Holy Communion is not a "grace pill" that works without any conscious effort. It does not work in spite of us. It is the Cure and leads us to everlasting life, and it is ultimately our only assured contact with God. The just man still, however, lives by Faith. And if Faith is not strengthened by a real struggle that may mean not receiving Holy Communion from time to time, no amount of eating a "grace cookie" will change anything.

This, of course, should be done under the guidance of a spiritual guide you trust. If you still, however, don't agree with me, take another hard look at the actual state of the Church and reflect some more.

5 Comments:

At 2:49 PM, Blogger thirsty scribe said...

"...to Western Christians, where Holy Communion is now seen as a right: witness all of the commotion over politicians and Communion last election cycle."

So true.

This comment about the Eucharist as a 'grace pill' reminds me of how Catholics excuse liturgical sloppiness on the basis that 'the sacraments work ex opere operato.'

How shallow. I'm a human being, with eyes and ears. When the ministers act as if nothing is sacred, that tells me ... nothing is sacred!

 
At 9:46 AM, Blogger Sprezzatura said...

Слава Исусу Христу!

Thank you for your defence of us Vostochniks on AQ - I found that discussion today and was cheered that I'm not the only Byzantine getting nonsense from the Latin Trads.

I'm a chanter too, by the way, but trained primarily in the Russian and Byzantine traditions.

 
At 11:51 AM, Blogger Anagnostis said...

Another original and challenging piece.

sprezzatura

I wonder how much of the chauvinism evident on AQ is less a function of Roman Catholicism, and more of a particular kind of gringo insularity.
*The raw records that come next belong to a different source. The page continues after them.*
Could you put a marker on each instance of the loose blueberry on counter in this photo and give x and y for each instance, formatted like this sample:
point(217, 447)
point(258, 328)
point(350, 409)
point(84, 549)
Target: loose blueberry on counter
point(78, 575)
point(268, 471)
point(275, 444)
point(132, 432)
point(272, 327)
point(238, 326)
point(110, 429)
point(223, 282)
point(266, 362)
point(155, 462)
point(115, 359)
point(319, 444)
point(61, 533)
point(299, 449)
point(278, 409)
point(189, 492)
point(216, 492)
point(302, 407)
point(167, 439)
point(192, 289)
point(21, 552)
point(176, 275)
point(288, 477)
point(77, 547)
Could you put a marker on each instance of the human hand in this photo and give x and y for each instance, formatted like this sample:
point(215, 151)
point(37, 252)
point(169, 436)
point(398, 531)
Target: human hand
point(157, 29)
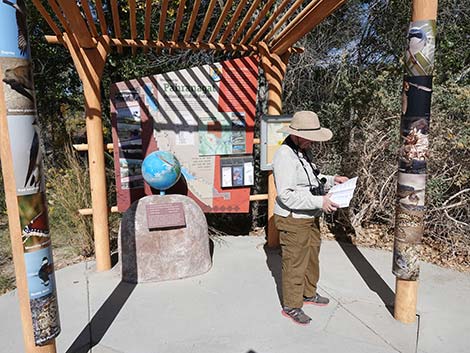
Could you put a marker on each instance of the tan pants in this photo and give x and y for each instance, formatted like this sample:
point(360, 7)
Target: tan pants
point(300, 246)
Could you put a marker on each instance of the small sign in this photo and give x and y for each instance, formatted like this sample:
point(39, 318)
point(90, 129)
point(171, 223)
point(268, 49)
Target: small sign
point(237, 171)
point(165, 215)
A perfect illustration of what I mean is the cheerleading that surrounds A Particular SSPX Bishop, at whose every word grown men fawn and simper like hyperventilating neos over a handsome image of JPII. This, I'm convinced, has nothing to do with theology, or taking a "hard line with Rome" - it's because the Bishop's perceived as "their" man - not some shifty cheese-eating foreigner.

Of course I could be wrong; but I see very little else on AQ to persuade me there's a Universal Church the limits of which extend beyond a clutch of mid-western Zip codes.

 
At 11:51 AM, Blogger Anagnostis said...

Another original and challenging piece.

sprezzatura

I wonder how much of the chauvinism evident on AQ is less a function of Roman Catholicism, and more of a particular kind of gringo insularity. A perfect illustration of what I mean is the cheerleading that surrounds A Particular SSPX Bishop, at whose every word grown men fawn and simper like hyperventilating neos over a handsome image of JPII. This, I'm convinced, has nothing to do with theology, or taking a "hard line with Rome" - it's because the Bishop's perceived as "their" man - not some shifty cheese-eating foreigner.

Of course I could be wrong; but I see very little else on AQ to persuade me there's a Universal Church the limits of which extend beyond a clutch of mid-western Zip codes.

 
At 11:56 AM, Blogger Arturo Vasquez said...

That´s why I tend to steer clear of AQ now.